Enfin une loi sur le clonage !

Ottawa — Le projet de loi sur les nouvelles techniques de reproduction a été adopté hier soir par le Parlement fédéral, comblant ainsi un vide juridique qu'Ottawa cherchait à remplir depuis 10 ans. Le Canada se dote donc de sa toute première législation en matière de clonage d'êtres humains, de cliniques de fertilité et de procréation humaine assistée en général.

Le vote a été serré, mais pas autant que prévu. Le projet de loi a été adopté à 149 voix contre 109. Ce sont finalement 16 députés libéraux qui ont voté contre la législation de leur propre gouvernement, même s'ils avaient reçu la consigne de l'appuyer. Ils n'auront pas été assez nombreux pour bloquer l'initiative.

C'est principalement à cause de ces gens que le projet de loi poireautait sur les tablettes législatives depuis ce printemps: craignant de ne pas avoir suffisamment d'appuis libéraux pour défaire l'opposition, le gouvernement retardait le moment du vote. Outre les quelques libéraux, les députés bloquistes ont voté contre le projet de loi, tout comme tous les députés alliancistes présents et cinq conservateurs. Après s'être longtemps opposé au projet de loi, le NPD s'est rallié au gouvernement moyennant l'obtention de certaines garanties de la ministre de la Santé, Anne McLellan.

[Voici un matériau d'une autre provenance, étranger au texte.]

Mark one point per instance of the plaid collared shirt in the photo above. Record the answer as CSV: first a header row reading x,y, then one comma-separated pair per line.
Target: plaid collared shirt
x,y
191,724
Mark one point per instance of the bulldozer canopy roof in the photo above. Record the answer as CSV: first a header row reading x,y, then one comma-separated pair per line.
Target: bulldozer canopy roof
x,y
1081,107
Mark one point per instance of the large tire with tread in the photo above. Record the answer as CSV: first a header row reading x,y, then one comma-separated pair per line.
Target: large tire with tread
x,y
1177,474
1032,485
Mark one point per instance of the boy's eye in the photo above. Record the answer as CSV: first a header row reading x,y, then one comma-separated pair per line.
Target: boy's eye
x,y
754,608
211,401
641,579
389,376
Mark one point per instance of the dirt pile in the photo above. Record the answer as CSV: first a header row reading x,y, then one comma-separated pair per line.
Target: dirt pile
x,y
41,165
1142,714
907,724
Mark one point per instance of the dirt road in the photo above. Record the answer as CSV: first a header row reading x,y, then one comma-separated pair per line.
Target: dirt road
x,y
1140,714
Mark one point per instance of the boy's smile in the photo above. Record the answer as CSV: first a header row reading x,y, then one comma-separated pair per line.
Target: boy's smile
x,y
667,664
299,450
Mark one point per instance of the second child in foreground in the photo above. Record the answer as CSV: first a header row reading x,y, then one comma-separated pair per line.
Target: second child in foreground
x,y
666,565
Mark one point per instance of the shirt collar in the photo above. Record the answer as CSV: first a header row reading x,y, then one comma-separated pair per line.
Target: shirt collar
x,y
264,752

Le Bloc québécois prétend que la loi entrera en conflit avec certaines règles que le Québec s'était déjà données en matière de procréation assistée. Tant l'ex-gouvernement péquiste que le nouveau gouvernement libéral à Québec ont endossé cette position.

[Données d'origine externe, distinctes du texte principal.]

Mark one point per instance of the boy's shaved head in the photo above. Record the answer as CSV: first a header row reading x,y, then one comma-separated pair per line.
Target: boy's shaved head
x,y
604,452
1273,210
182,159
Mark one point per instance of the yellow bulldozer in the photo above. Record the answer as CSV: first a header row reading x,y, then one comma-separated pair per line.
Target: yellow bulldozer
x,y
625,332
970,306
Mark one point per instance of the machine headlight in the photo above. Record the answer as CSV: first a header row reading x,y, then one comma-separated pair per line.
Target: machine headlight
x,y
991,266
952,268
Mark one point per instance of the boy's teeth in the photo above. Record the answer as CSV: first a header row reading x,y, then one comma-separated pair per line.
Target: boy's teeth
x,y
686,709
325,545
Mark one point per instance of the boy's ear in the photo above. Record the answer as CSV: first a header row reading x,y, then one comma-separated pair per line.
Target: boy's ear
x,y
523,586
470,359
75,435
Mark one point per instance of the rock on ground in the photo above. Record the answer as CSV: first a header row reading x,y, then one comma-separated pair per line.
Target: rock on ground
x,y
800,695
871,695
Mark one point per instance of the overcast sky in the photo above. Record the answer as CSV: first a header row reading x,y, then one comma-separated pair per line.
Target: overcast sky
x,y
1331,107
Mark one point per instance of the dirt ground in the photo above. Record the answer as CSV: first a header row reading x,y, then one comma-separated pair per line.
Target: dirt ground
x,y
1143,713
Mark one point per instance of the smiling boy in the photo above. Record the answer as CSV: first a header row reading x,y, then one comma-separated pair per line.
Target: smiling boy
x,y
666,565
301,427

La ministre de la Santé, Anne McLellan, était évidemment heureuse de la tournure des événements.

Elle dit comprendre néanmoins la forte opposition à laquelle elle a dû se frotter, reconnaissant que «c'est un sujet sensible pour un grand nombre de personnes». Mais il fallait procéder, ajoute-t-elle. «Je pense que les Canadiens se disaient que c'était le temps. [Ça faisait] 10 ans. Il y avait de la frustration, à savoir qu'on a beaucoup parlé de cela. D'autres pays sont passés à l'action, il fallait que l'on passe à l'action aussi.»

Fait à noter, Mme McLellan n'a pas reçu d'ovation en tant que marraine du projet de loi lorsqu'elle a enregistré son vote en chambre, ce qui est la coutume.

Le projet de loi doit encore être adopté par le Sénat avant d'avoir force de loi. La ministre se dit confiante que cette étape ne sera pas trop fastidieuse. Elle ne craint pas non plus un possible arrêt des travaux parlementaires au-delà du congrès du Parti libéral dans deux semaines, comme le veut la rumeur. Si cela devait arriver, et que les projets de loi devaient mourir, elle dit qu'il est possible que le nouveau gouvernement réintroduise le projet de loi à l'étape où il était rendu, sans avoir à refaire tout le travail. «M. Martin s'est levé en chambre ce soir pour appuyer le projet de loi, alors j'ai toutes les raisons de croire qu'il voudra que le projet de loi soit adopté», a-t-elle expliqué.

Des interdictions et des règlements

Le projet de loi fédéral interdira 12 pratiques, dont le clonage d'êtres humains (à des fins de reproduction ou thérapeutiques), la sélection du sexe d'un enfant à naître, la rétribution des mères porteuses et des donneurs de sperme ou d'ovules ou encore la création d'hybrides humains non humains à des fins de reproduction. Ces pratiques n'étaient pas interdites au Canada jusqu'à présent parce qu'il y avait un vide juridique sur la question.

En théorie, il était déjà interdit de payer les donneurs de sperme, mais dans les faits, ils recevaient des remboursements de «dépenses» pouvant atteindre 100 $, souvent pour un simple ticket de métro. Désormais, seules les dépenses justifiées par un reçu seront remboursées.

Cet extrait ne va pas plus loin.